60. Ф.А. директора (ректора) не то чтобы похвалила, но доброжелательно помянула. Свою статью в «Известиях», о первоначальном варианте которой идет речь в письме Н.Я., Ф.А. начала словами «Ректор Псковского педагогического института Иван Васильевич Ковалев сказал мне однажды, что с детства не забыл, как мужики из их села ходили в соседнее – “за розумом”. <...> Я думаю, что в педагогический институт молодой человек приходит за тем же: за розумом». Ф.А. делает метафору «хождения за розумом» ключевой и на продолжении статьи несколько раз к ней возвращается.

61. Сайма – студентка, травлю которой предотвратила Ф.А., будучи в Пскове. Н.Я. пишет об этом в очерке о Ф.А.

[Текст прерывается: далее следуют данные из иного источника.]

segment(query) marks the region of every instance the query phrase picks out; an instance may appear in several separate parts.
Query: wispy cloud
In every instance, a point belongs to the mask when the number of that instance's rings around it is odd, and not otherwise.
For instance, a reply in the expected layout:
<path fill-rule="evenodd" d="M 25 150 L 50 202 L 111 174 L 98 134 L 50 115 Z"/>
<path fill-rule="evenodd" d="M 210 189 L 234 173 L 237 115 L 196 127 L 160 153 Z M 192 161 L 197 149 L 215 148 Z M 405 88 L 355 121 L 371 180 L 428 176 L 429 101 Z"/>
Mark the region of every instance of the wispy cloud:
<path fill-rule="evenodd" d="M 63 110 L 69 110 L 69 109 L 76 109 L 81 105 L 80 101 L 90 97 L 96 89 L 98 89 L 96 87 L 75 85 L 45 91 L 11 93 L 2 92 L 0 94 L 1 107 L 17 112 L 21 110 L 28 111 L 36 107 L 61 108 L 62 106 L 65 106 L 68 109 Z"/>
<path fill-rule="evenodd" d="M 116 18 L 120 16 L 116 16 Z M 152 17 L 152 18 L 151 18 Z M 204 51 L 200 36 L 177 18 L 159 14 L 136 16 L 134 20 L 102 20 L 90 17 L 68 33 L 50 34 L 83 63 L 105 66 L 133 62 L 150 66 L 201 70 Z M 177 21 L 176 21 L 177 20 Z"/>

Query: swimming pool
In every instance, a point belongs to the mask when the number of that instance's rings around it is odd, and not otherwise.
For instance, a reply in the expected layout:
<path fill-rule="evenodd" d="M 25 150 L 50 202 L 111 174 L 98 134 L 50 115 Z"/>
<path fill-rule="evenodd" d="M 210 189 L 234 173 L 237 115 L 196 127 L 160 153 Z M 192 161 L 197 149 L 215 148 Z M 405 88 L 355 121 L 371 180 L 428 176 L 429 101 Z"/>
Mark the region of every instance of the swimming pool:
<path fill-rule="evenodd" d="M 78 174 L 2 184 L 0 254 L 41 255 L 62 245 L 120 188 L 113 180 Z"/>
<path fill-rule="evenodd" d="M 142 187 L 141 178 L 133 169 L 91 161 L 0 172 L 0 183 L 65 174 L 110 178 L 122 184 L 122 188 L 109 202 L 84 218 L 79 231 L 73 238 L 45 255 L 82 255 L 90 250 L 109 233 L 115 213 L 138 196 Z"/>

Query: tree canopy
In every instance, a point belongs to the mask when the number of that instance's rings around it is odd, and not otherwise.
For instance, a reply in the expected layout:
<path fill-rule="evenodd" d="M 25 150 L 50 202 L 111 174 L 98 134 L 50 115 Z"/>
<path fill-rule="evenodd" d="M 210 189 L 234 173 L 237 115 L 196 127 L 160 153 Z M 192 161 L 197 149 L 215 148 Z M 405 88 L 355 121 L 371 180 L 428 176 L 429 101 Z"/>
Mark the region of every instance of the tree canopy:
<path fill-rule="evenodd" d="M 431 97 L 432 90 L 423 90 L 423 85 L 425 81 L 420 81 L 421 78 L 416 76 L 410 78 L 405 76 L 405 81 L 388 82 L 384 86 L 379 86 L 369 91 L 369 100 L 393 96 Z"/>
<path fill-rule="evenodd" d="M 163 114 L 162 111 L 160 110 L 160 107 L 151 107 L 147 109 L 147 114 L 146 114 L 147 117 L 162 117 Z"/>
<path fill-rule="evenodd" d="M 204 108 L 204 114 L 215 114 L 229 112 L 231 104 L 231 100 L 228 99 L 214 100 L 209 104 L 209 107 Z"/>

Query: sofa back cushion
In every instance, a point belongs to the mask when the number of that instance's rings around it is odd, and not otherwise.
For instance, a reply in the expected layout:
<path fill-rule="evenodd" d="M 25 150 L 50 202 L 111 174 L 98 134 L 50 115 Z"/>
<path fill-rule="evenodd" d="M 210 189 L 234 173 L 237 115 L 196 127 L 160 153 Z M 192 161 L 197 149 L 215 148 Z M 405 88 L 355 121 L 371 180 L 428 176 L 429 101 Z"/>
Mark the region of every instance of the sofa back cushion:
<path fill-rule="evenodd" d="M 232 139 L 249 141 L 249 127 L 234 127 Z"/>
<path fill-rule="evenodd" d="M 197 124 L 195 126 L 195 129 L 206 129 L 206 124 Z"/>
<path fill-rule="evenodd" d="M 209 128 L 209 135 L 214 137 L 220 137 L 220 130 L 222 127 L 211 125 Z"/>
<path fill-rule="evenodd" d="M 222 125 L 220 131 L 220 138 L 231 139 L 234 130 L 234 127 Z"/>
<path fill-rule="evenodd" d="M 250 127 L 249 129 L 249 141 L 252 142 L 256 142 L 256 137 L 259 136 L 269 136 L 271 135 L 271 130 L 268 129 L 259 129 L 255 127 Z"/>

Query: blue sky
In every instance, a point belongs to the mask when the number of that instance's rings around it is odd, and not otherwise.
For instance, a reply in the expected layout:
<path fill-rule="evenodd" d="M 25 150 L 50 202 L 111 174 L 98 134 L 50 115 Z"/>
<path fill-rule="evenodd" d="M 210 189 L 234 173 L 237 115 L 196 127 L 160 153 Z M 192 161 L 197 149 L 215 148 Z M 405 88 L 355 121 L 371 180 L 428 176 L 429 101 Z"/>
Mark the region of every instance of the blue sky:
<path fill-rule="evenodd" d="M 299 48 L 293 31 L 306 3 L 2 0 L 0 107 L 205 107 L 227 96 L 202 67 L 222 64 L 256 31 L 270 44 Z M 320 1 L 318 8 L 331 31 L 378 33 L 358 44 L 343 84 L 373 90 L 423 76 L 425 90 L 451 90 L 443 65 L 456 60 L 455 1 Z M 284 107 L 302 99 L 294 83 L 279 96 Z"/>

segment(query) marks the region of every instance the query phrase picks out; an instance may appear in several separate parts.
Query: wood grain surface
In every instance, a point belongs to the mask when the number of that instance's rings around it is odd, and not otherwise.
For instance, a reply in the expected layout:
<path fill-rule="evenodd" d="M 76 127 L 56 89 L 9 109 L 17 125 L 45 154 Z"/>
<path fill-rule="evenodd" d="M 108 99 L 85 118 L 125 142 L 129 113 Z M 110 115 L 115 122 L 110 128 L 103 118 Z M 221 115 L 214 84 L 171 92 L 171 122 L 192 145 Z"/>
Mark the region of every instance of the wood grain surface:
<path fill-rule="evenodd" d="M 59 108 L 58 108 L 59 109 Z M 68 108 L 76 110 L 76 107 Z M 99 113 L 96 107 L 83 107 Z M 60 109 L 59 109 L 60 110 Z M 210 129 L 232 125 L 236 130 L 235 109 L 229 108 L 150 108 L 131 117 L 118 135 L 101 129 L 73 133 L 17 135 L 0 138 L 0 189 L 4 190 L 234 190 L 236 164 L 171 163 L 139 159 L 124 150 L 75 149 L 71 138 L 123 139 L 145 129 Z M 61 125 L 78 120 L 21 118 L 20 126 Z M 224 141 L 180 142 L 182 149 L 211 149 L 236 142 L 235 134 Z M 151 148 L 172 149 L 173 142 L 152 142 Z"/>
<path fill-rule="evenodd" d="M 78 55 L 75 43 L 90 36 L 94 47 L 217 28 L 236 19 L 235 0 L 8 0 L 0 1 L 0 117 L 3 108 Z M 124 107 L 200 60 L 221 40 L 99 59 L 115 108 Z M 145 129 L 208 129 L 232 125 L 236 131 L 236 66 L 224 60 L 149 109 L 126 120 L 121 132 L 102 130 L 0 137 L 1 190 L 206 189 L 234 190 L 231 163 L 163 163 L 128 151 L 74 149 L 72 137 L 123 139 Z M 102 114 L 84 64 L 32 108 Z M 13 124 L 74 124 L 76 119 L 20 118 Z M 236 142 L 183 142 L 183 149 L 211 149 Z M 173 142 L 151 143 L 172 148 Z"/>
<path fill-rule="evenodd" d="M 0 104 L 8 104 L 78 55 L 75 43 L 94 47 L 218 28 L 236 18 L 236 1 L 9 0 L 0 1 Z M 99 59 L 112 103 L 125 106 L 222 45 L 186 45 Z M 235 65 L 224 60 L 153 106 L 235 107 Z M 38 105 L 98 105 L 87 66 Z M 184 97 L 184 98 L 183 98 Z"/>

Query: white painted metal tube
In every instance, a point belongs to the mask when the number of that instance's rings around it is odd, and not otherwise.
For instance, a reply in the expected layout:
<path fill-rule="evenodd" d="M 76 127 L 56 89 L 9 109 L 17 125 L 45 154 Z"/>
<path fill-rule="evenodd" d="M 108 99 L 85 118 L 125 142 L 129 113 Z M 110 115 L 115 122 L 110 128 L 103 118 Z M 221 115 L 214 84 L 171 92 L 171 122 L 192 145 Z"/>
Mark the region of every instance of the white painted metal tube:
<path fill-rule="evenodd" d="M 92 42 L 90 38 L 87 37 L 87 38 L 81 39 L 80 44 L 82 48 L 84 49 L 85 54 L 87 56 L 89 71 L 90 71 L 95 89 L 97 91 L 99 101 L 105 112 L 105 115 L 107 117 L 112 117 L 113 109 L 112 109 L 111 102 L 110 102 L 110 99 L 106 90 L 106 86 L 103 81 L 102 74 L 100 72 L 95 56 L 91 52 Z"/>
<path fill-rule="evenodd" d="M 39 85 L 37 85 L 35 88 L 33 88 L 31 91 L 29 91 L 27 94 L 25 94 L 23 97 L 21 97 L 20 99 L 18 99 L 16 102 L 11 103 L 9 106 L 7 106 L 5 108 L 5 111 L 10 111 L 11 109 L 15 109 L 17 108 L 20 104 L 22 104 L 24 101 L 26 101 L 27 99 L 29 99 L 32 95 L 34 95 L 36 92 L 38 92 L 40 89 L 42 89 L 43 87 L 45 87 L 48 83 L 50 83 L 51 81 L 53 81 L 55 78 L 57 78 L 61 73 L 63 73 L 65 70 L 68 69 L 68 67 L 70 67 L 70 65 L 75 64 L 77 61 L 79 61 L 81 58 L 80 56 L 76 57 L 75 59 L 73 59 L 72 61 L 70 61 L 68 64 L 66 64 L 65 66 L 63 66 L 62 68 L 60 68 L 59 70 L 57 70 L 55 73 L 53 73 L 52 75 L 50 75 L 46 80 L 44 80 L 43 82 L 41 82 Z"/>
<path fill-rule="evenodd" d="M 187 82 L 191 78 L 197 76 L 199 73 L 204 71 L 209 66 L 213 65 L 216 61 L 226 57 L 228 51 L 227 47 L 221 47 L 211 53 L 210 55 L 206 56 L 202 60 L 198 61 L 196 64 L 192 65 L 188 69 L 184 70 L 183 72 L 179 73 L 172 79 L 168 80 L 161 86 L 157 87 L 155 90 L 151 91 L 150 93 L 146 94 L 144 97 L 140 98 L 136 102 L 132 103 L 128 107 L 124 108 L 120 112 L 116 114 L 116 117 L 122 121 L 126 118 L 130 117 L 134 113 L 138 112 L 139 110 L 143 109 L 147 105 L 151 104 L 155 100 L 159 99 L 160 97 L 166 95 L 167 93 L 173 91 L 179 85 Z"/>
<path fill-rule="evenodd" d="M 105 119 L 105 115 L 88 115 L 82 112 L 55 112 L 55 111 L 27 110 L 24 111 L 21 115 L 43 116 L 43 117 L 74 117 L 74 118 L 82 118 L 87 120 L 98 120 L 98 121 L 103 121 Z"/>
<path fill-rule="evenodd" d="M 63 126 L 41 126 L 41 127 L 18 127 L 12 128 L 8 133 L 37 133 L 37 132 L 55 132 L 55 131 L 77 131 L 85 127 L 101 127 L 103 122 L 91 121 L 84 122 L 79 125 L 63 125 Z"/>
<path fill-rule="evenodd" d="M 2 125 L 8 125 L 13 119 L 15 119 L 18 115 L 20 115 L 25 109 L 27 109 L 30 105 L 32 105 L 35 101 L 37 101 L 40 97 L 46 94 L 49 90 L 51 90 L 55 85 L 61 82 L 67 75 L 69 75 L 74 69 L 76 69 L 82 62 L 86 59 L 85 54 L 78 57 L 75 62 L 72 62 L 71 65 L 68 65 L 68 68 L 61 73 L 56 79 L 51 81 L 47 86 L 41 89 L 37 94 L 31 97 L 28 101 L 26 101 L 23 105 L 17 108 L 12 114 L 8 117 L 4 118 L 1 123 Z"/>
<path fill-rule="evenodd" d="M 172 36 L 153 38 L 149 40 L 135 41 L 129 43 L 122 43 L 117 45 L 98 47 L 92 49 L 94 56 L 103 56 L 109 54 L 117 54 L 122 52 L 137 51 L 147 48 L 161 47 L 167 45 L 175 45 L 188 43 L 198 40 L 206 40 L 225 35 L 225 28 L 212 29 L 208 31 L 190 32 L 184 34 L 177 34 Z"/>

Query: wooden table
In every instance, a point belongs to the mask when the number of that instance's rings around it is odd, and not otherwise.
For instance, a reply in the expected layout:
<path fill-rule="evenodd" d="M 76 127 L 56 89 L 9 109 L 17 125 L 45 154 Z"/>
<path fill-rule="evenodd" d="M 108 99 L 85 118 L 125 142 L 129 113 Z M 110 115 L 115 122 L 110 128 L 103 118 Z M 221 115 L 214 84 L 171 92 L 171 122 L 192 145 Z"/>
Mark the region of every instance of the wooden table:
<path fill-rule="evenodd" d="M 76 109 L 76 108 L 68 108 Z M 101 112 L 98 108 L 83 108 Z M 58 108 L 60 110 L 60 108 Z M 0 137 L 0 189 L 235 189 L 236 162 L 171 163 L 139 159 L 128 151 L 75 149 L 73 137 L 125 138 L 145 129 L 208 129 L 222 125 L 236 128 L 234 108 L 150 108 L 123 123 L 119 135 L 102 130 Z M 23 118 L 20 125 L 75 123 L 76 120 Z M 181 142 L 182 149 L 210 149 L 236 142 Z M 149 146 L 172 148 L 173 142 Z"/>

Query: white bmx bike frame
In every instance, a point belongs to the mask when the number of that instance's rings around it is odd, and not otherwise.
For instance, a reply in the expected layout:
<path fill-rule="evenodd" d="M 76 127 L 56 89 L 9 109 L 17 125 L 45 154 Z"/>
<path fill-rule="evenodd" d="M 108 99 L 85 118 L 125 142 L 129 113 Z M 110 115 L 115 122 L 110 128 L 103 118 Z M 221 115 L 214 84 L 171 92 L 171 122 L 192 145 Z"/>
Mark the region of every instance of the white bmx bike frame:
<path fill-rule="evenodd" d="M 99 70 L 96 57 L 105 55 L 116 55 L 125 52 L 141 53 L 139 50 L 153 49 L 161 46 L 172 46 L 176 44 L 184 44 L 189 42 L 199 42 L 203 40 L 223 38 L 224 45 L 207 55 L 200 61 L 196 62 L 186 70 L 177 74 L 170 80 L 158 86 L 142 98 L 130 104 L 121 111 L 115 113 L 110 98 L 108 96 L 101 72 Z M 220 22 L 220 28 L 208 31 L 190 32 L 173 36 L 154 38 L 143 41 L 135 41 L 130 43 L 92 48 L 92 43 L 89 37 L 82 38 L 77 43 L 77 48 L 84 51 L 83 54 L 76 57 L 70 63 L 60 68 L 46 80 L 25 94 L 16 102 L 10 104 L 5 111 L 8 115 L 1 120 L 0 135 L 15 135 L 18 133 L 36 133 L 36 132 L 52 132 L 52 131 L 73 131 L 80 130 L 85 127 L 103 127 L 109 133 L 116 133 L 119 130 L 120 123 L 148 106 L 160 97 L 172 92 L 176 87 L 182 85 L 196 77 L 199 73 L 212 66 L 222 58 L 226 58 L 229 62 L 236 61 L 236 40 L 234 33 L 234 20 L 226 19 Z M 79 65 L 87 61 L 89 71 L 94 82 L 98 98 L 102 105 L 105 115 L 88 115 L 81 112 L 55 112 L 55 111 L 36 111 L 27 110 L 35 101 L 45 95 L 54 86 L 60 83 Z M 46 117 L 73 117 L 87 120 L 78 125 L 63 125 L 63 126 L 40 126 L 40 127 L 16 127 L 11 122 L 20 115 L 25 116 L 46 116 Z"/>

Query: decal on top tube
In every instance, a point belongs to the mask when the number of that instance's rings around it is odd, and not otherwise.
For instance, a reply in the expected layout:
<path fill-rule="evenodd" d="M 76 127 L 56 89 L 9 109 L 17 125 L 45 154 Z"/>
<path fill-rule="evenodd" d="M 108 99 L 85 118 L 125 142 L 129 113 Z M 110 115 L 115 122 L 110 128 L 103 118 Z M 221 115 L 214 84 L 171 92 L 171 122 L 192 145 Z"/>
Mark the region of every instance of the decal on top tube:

62. Костючук Лариса Яковлевна (р. 1934) – доктор филологических наук, профессор кафедры русского языка Псковского государственного университета (ПсковГУ), пришла на работу в Псковский государственный педагогический институт одновременно с Н.Я. Мандельштам (1962).

63. Курс химиотерапии. Препарата, который кололи Фриде Абрамовне, в СССР достать было нельзя; его по просьбе Л.З. Копелева прислал из Германии Генрих Бёлль.

64. Стёпина Пелагея Федоровна (1904–1985), в просторечии «Поля» или «тетя Поля», жила в Тарусе. У нее был свой дом, где в разное время снимали комнату (а то и две) сама Н.Я. (в конце 50-х и летом 1964 года) и многие другие литераторы. Н.Я. дружила с Полей, приходила к ней и тогда, когда не жила там. Она ценила то, что с Полей можно свободно разговаривать: та происходила из семьи раскулаченных и советскую власть ненавидела не меньше самой Н.Я. Знакома с ней была и Ф.А.

65. Так в тексте.

66. 16 марта, день своего пятидесятилетия, Ф.А. отмечала в Переделкине, на даче у Т.В. и Вяч.Вс. Ивановых, нижний этаж которой в это время снимали у них Ф.А. с мужем А.Б. Раскиным. Описание этого дня рождения дает Л.К. Чуковская в своей книге «Памяти Фриды», глава «Гюгополис».

67. См. примеч. № 39.

68. Н. Мандельштам. Собрание сочинений в 2-х т. Т. 2. – Екатеринбург: Гонзо, 2014. – С. 551.

69. Н. Мандельштам. Собрание сочинений в 2-х т. Т. 2. – Екатеринбург: Гонзо, 2014. – С. 156.

70. Н. Мандельштам. Собрание сочинений в 2-х т. Т. 2. – Екатеринбург: Гонзо, 2014. – С. 556–558.

71. Исаак Абрамович Вигдоров (1919–1968) – боевой летчик, прошедший всю войну. После войны испытывал новые самолеты, потом работал инженером-конструктором.

72. О различии в подходах к воспитанию у Макаренко и Вигдоровой см.: Майофис М. Предвестия «оттепели» в советской школьной политике позднесталинского времени» // Острова утопии: Педагогическое и социальное проектирование послевоенной школы (1940–1980-е). – М., НЛО, 2015. – С. 35–106.

73. Костер без пламени. Вигдорова Ф. Кем вы ему приходитесь? – М., 1969. – С. 25–33 (впервые: «Литературная газета», 1957, 7/3, № 29, стр. 1 – 2).

74. Чуковская Лидия. Дневник – большое подспорье. – Москва: Время, 2015. – С. 28.

75. Грекова И. О Фриде Вигдоровой // Литературное обозрение, 1996, № 3 (257). – C. 66–67.

76. См. интервью Ольги Розенблюм с А.А. Раскиной.